Belakangan saya memperoleh kabar dari kawan, rumah tempat Jessica berhenti adalah milik saudagar kaya pemilik saham terbesar satu televisi swasta hebat di negeri ini. Dan Jessica adalah anak keduanya ...



**
Atas ijinnya, saya diperbolehkan menulis fragmen kecil Kartasura-Ungaran ini, dengan catatan namanya disamarkan.

10 Jun 2009

WARTAWAN YANG TERLUPAKAN


SIAP-SIAPLAH tidak terkenal jika Anda menjadi wartawan. Jurnalis tetap duduk di akar rumput tatkala orang-orang yang pernah diprofil melambung di langit ketujuh!
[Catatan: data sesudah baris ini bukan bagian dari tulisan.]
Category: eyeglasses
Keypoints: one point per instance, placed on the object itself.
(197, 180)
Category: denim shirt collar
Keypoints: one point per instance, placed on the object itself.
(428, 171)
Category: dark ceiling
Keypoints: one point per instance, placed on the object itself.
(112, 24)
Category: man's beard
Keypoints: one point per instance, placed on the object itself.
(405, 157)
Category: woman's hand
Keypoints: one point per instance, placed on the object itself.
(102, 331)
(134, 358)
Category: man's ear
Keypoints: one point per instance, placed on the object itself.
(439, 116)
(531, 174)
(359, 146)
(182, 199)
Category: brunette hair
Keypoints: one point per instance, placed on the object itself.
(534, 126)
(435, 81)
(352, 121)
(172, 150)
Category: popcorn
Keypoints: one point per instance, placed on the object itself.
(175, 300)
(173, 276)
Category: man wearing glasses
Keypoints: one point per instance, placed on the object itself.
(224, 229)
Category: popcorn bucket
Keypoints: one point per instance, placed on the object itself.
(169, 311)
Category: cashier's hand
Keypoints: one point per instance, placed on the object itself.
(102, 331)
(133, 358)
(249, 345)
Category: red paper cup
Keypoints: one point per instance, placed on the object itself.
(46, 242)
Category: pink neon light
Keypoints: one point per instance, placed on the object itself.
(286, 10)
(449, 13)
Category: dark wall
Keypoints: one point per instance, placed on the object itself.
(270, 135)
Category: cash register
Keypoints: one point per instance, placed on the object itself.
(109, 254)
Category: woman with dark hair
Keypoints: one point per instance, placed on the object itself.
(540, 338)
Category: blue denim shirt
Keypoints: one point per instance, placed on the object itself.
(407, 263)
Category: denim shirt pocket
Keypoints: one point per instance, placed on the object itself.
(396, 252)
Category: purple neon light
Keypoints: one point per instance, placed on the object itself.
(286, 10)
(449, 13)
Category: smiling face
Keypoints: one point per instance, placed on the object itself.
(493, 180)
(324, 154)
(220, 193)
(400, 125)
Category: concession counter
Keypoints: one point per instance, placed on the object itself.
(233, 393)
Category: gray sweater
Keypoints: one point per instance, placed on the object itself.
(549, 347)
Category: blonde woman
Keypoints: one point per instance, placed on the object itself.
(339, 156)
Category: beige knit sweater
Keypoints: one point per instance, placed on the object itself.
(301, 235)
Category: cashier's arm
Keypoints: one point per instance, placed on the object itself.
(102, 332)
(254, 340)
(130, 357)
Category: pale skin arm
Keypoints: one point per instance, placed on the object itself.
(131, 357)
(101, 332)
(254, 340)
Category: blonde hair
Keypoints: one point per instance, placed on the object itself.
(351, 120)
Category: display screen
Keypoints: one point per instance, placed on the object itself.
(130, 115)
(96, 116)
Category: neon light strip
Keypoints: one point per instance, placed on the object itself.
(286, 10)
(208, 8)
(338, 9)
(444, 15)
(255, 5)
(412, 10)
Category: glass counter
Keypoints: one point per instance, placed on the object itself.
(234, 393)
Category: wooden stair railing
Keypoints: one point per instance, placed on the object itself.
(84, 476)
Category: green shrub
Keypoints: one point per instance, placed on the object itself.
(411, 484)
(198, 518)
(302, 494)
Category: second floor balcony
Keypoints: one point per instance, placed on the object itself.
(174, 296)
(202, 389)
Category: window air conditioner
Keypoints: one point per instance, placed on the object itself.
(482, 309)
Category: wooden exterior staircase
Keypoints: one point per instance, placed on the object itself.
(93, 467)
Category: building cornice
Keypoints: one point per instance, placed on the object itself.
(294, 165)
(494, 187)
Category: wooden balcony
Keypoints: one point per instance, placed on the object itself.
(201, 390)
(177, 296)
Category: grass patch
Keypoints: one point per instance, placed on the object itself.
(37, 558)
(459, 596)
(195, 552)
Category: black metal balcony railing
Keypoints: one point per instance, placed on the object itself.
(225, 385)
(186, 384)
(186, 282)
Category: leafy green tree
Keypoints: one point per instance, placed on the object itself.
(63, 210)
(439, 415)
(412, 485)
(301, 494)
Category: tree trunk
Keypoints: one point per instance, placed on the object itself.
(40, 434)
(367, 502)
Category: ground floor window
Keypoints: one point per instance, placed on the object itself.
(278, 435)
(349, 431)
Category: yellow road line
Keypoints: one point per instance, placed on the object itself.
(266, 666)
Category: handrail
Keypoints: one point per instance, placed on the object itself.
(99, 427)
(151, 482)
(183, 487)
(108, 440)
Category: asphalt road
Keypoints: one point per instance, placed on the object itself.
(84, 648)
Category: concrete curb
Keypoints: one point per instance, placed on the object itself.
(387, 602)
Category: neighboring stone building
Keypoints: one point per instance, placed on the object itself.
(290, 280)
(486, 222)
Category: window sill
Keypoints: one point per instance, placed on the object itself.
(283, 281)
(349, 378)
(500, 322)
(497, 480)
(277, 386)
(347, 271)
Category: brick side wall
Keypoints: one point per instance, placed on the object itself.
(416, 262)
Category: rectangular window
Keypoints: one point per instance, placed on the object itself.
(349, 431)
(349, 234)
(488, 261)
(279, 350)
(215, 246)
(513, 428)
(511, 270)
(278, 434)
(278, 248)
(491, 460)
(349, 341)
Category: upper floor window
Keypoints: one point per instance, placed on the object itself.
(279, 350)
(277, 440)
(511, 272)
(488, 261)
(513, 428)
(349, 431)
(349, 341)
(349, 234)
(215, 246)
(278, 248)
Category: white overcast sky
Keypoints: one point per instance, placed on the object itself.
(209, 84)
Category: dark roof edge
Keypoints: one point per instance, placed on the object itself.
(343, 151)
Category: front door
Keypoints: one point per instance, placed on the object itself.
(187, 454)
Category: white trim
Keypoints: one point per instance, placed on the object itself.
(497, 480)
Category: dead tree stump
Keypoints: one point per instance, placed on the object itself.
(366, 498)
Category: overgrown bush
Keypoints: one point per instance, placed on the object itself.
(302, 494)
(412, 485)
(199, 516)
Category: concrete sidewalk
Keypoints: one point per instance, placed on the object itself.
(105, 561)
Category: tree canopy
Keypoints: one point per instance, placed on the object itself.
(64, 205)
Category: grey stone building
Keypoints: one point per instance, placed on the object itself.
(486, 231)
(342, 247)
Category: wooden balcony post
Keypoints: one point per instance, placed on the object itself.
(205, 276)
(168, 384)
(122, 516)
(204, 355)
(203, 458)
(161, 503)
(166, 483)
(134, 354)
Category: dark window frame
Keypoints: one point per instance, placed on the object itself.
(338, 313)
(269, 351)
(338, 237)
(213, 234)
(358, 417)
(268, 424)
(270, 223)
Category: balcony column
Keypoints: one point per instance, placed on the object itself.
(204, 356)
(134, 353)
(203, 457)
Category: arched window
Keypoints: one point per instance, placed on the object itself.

Pada suatu kesempatan, tahun 2004, di Semarang, saya bertemu Peggy Melati Sukma. Bukan masalah gampang ketemu empat mata dengannya karena ia kini dibentengi panitia acara, event organizer yang mengundangnya, atau orang-orang sok penting lain. Tapi berkat seorang kawan pemilik EO, saya bisa berhadap-hadapan dengan Peggy di lobi sebuah hotel bintang 4.

"Masih ingat saya, Peggy?" Tanya saya, sok akrab, di luar konteks wawancara.

Peggy meneliti wajah saya beberapa kejap. Lalu ia menggelengkan kepala.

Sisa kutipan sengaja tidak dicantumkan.